Adrian Lowcock, at the stockbrokers Hargreaves Lansdown, said that markets could jump higher if the Bank’s announcement on Wednesday “hits the right notes”.


“We could see UK shares rally and the FTSE may very well reach an all-time high,” he said.



BBC: Bank of England set to unveil ‘forward guidance’


While in the Telegraph, Allister Heath takes a contrary view – arguing that the Bank of England should be tightening monetary policy, not promising to keep it ultra-loose:



Upping rates by a quarter or even half a per cent, for starters, would send shockwaves around the world. It would reinforce the Bank’s commitment to controlling inflation and that it believes that the worst of the crisis is behind us.

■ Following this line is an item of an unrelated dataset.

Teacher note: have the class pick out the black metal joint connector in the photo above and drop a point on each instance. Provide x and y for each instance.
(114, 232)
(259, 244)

It would boost confidence in the recovery, confirm that the process of normalisation has begun and act as a warning to still over-leveraged firms and families that this is the last chance for them to get their act together.



Telegraph: Mark Carney is about to make his first mistake – not raising interest rates



Updated





Forward Guidance day at the Bank of England – at 10.30am



Governor of the Bank of England, Mark Carney.
Governor of the Bank of England, Mark Carney. Photograph: Pool/Getty Images

Good morning.


Mark Carney has made a pretty sure-footed start since replacing Sir Mervyn King as Bank of England governor five weeks ago. Today, the central banker from Canada faces his first big test – ushering Britain into a new world of Forward Guidance.


For the first time in its history, the Bank will lay out how long it will leave UK interest rates at their current record low levels.


Economists believe the BoE could pledge not to touch borrowing costs until unemployment had fallen to a certain level, or until the UK has racked up more growth. Or perhaps for a fixed period of time.


The move gives Carney and crew an extra weapon in their monetary policy armory – and with rates down at 0.5% and £375bn of quantitative easing already deployed (to buy UK government debt), they could use it.


As Vicky Redwood of Capital Economics explains:



Guidance could play an important role in the coming months if it keeps rate expectations anchored as the recovery picks up pace.



The details will come at Carney’s first press conference, for the Bank’s Quarterly Inflation Report, in which UK growth forecasts are likely to be raised…


…And that makes today’s task rather trickier that it appeared back in March when chancellor George Osborne invited the BoE to consider forward guidance. Then, Britain feared a triple-dip recession. Now, it knows that the double-dip never happened.


The economy is still smaller than in 2008, but we’ve seen plenty of encouraging private sector data in recent days – including the best month for service sector activity since 2006, and a jump in industrial output.


With some newspapers (not this one) even claiming that Britain is “booming”, should the Bank really be promising to keep the party going?



@DuncanWeldon No idea what you're referring to. pic.twitter.com/FLFfasxlCN


— Jeremy Cliffe (@JeremyCliffe) August 6, 2013



However, with real wages falling and living standards squeezed, Carney can certainly argue that the UK economy needs all the help it can get.


The quarterly inflation report is released at 10.30am BST, immediately followed by a press conference inside the Bank where a flock of Britain’s economics journalists will quiz Carney about his plans.


I’ll track all the action in the liveblog — along with other events across the financial markets, the world economy, and the eurozone. It’s an otherwise quiet day, though, so Carney gets the limelight.